English Morphemes
Listed by Frequency of Use

Created July 31, 2010
Last Updated Aug 1, 2010

What is This?

This is a list of morphemes, or smallest units of meaning taken from typical English text as found in the Brown Corpus. Many words have been been split into their consituent parts so that the frequency of occurance of those parts could be tallied. For example, take the sentence:

I saw the boys running away.

In addition to the words themselves, there are three additional morphemes in this sentence. The tense of the verb see" is marked as past perfect, the noun boy is marked as plural with -s, and the verb run is marked as progressive with -ing.

I see+PST the boy+PL run+PROG away.

In addition to these standard morphemes, this list also seperates out derivational affixes by their function. For example, [n] from [v] means that some prefix or suffix was used that turned a verb into a noun, such as application from apply. Thus a sentence like:

He happily accepted the application.

Would be broken down into something like this:

He happy+([adv] from [adj]) accept+PST the apply+([n] from [v]).

A few non-standard derivational affixes are also included such as -N'T for deriving can't from can, and wouldn't from would.

This list, then, is the result of analyzing the Brown Corpus for the frequency of occurance of all morphemes and dereivational affixes. The first 35 entries account for just over 50% of all the text in the corpus and represent, therefore, the most important morphemes in English. The first hundred morphemes account for 60% of the corpus, but it takes the next 1200 morphemes to bring the total to 90%. Beyond that, another 4000 morphemes are required to account for the remaining 10%, minus a small residue of very rare words that occur less than 8 or 10 times in a million words of typical English text.

It should be noted that many words appear more than once in the list because they have been split into separate entries depending on their use. For example, the word object can be either the verb in I object to that remark. or the noun in Give me that object you are holding. The frequency of occurance for the word object is, therefore, split into two separate frequencies listed as two separate entries. The same is true for words that have many different meanings such as press which has entries for [v] push, [v] squeeze juice from, [v] iron, as clothing, [v] persuade, [v] continue (press on), [n] machine tool, [n] printing press, [n] juice extractor (wine press, apple press) [n] publisher, i.e. a small press, [n] printed news media, [n] people from the media (the press are here), [adj] important (pressing matters)... and so on.

In addition to splitting words into separate entries, several English affixes have been combined into single entries.
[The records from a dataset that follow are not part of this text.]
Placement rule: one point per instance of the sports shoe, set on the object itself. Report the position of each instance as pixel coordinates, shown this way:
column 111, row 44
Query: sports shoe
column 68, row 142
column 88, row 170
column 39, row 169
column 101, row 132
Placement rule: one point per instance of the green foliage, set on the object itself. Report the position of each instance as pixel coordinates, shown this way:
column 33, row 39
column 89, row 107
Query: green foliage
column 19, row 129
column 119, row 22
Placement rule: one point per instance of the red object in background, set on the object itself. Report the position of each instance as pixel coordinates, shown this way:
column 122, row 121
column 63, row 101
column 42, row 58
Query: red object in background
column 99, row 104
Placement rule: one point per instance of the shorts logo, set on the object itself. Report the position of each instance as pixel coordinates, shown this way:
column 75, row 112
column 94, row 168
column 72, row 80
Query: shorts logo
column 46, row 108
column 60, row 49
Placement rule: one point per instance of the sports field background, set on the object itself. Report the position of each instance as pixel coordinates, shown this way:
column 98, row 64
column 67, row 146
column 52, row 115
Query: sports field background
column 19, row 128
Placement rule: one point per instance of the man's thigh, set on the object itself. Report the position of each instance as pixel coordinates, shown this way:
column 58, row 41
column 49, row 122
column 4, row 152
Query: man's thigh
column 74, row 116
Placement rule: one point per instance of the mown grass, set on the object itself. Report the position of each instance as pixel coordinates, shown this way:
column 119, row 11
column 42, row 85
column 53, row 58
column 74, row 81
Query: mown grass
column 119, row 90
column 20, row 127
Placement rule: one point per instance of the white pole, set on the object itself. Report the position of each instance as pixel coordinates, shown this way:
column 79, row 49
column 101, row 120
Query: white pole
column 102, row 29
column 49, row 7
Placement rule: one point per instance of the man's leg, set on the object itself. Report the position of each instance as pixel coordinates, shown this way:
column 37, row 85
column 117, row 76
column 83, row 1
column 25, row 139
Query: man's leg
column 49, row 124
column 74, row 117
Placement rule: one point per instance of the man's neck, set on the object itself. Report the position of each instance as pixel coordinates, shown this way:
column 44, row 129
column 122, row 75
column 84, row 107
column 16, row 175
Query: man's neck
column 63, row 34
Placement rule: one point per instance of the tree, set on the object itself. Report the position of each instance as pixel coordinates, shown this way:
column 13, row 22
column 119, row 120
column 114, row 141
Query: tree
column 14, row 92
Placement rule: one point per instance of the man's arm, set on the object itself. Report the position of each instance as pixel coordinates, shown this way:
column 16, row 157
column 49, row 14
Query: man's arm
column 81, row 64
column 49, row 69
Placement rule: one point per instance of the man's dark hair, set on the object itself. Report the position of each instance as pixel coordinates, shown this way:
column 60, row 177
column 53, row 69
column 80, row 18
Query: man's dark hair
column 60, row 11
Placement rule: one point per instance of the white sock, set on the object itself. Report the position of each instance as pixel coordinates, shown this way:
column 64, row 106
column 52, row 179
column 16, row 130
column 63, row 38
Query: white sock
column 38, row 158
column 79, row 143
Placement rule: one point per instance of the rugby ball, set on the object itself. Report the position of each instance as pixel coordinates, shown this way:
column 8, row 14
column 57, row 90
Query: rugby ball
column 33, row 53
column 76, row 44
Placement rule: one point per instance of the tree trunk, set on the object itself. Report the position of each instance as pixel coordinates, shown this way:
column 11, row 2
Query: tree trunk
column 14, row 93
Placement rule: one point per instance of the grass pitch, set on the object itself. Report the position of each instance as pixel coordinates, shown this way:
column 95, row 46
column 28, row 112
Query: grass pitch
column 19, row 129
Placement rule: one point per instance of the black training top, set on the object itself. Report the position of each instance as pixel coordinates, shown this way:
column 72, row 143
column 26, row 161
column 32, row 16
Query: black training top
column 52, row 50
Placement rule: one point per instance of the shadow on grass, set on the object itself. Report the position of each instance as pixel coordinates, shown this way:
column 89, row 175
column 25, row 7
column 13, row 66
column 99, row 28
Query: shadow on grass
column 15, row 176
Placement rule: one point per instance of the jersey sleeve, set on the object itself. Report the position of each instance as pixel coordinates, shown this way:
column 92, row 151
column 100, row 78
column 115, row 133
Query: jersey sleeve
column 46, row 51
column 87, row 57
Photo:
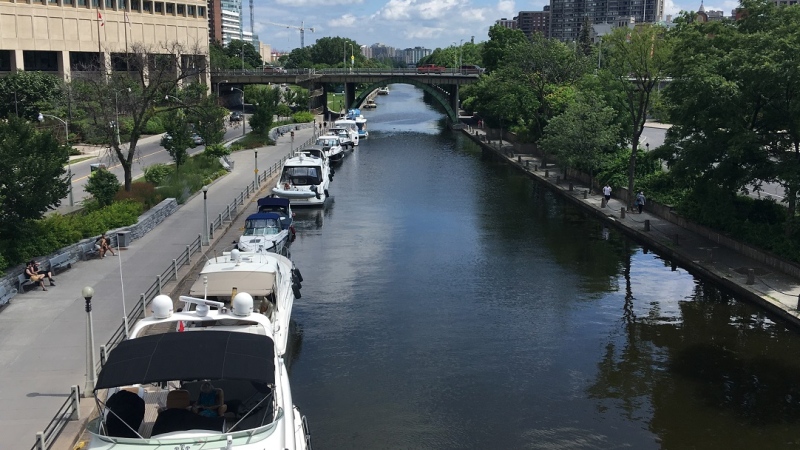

Affixes that perform the same function are grouped together. For example, -al on a noun performs the same function as -ly and -ful on a noun, namely that of creating an adjective for "having the property named by the noun." This can be seen in the examples magic -> magical, friend -> friendly, and beauty -> beautiful. These are considered to be three forms of the same morpheme, and are listed as one entry.

When viewing the list remember that each entry represents a whole family of related and derived words, so that the entry [adj] new stands for such additional derived words as newly, newer, newest, newness and so on. Likewise entries like [n] natural include derived froms such as natural, naturally, unnatural, naturalistic, unnaturally, and so on.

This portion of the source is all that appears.